Thanasi Kokkinakis 21, who is a promising tennis player with a highest career ranking of 69: turned PRO during 2013 @17 years of age: said recently – ‘ I sometimes feel bored in practice sessions and smaller tournaments, but not @ Wimbledon. Is this boredom a mental issue among younger players and a cry for help? Probably yes!
This is not one would expect from these talented youngsters who have a long career ahead of them. Tragedy, that it can be, it could be one of the reasons why the younger lot have not been able to perform consistently at the highest level to trouble the best in business. Staleness and burnout can only be the reasons for this disturbing symptom.

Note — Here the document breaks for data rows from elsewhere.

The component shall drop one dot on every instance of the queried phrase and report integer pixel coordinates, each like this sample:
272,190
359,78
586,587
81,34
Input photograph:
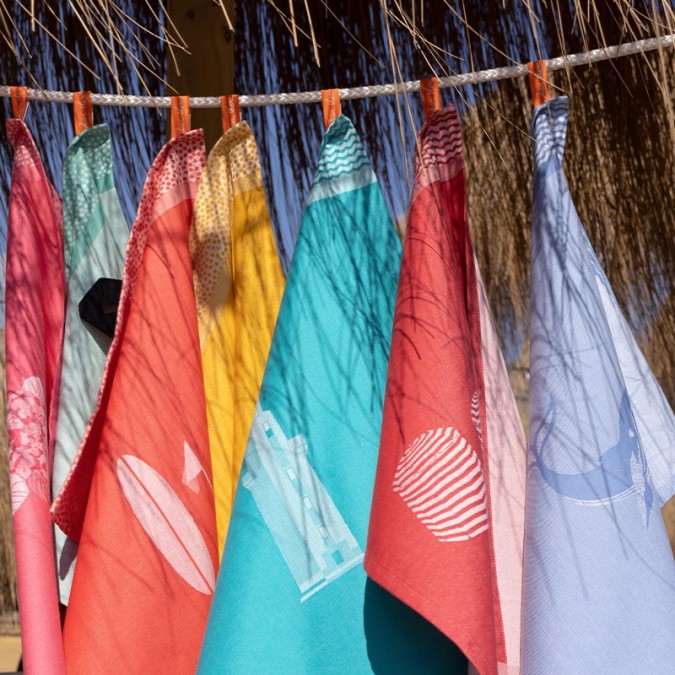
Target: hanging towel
238,285
290,592
96,234
446,527
147,553
33,338
599,578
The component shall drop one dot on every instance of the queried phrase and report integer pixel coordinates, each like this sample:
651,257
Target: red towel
445,533
147,557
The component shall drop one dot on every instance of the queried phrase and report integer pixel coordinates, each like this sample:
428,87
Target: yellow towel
238,287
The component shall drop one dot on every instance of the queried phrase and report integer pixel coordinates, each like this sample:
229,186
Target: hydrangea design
27,431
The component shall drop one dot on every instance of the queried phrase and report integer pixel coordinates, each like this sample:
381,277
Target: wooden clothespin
180,115
83,114
19,101
539,84
332,108
230,112
431,98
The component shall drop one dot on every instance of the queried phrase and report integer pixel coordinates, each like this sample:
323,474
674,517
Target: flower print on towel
27,432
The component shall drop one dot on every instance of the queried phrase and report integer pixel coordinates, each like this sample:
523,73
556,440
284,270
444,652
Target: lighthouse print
313,538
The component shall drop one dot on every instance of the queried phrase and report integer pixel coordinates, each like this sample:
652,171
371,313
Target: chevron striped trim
343,164
549,130
440,149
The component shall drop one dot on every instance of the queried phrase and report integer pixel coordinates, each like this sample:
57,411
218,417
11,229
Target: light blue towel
95,238
599,577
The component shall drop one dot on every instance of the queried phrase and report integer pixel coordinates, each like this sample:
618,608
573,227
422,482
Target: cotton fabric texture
139,496
446,526
599,578
291,589
96,235
238,287
34,312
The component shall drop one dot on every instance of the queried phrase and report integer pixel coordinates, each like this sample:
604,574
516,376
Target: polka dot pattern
87,170
233,166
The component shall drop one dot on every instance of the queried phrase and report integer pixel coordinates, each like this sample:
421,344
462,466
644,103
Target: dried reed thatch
619,159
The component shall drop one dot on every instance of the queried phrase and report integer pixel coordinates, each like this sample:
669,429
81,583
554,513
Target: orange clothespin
332,108
539,85
230,112
83,114
431,98
19,101
180,115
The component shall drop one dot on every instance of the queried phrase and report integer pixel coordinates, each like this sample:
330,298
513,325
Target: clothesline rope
478,77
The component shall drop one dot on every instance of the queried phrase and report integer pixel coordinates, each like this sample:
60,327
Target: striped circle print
440,479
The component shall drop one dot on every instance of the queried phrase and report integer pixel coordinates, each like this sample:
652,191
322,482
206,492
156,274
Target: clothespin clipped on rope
431,97
19,101
539,84
83,113
332,108
230,112
180,115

It has been a trend to make the children to start sport as early as 6 or 7 and begin to take part in competitions by age of 9. There are instances of young teens turning PRO by 15 years of age. It does not warrant an expert to say what happens when one turns PRO. It involves intensity with vigorous training, practice, travel and competitions all year round. The pressure to keep winning and meet competitive demands is enormous. It is at this age these young PRO’S go through the grind when their peers are enjoying their life out there. Tomic said he has been on the tour since 17and have played at Wimbledon for 7 years already, as in 2017.
This continuous grind throughout the year takes its toll: though it does not have to be a rule- there have been instances where the younger Pros have burnt-out due to this. The probable symptoms of burnout in Tomic and Kokkinakis could be- 1. Apathy and lack of interest in the activity 2. Lack of desire to practice or contest in terms of achievement 3. Physical and mental exhaustion 4. Lack of enjoyment 5. Feeling jaded and stale with BOREDOM. The probable reasons could be that 1.the players could have given it too much in to less time 2. The sport has been too monotonous without any form of enjoyment & socializing 3. Injuries and mental breakdowns forcing lay- off from competition for a long time 4. Competition too stressful.
This is what could have forced Tomic to say- ‘I know Wimbledon is one of the biggest tournaments but I couldn’t find anything [motivation and momentum].
Having achieved too much in too less time [external motivation] might have forced Tomic to say- ‘I have won titles in my career: I have made finals a lot: I feel holding a trophy doing well doesn’t satisfy me anymore. At some point of time he must have made a conscious decision to continue playing for security, as there was no alternate career and he has identified himself with Tennis. This is called entrapment. He could be playing professional Tennis to build financial security: drawing inference from his recent press conference- ‘ I am going to play for another 10 years and I know after that in my career, I don’t have to work again.’ This situation has happened many times in Tomic’s career and has also been accused of tanking– as it happened against Zverev, when he gave in too easily.
Burnout involves a psychological, emotional and sometimes physical withdrawal from a formerly enjoyable activity in response to stress or dissatisfaction over time [Smith 1996].
This situation is totally in contrast with players like Roger Federer who at 35 continue to enjoy the game wanting to get better all the time. It is all about intrinsic motivation– which could be the only HOPE for youngster who turn pro early and want to stay in the circuit for long.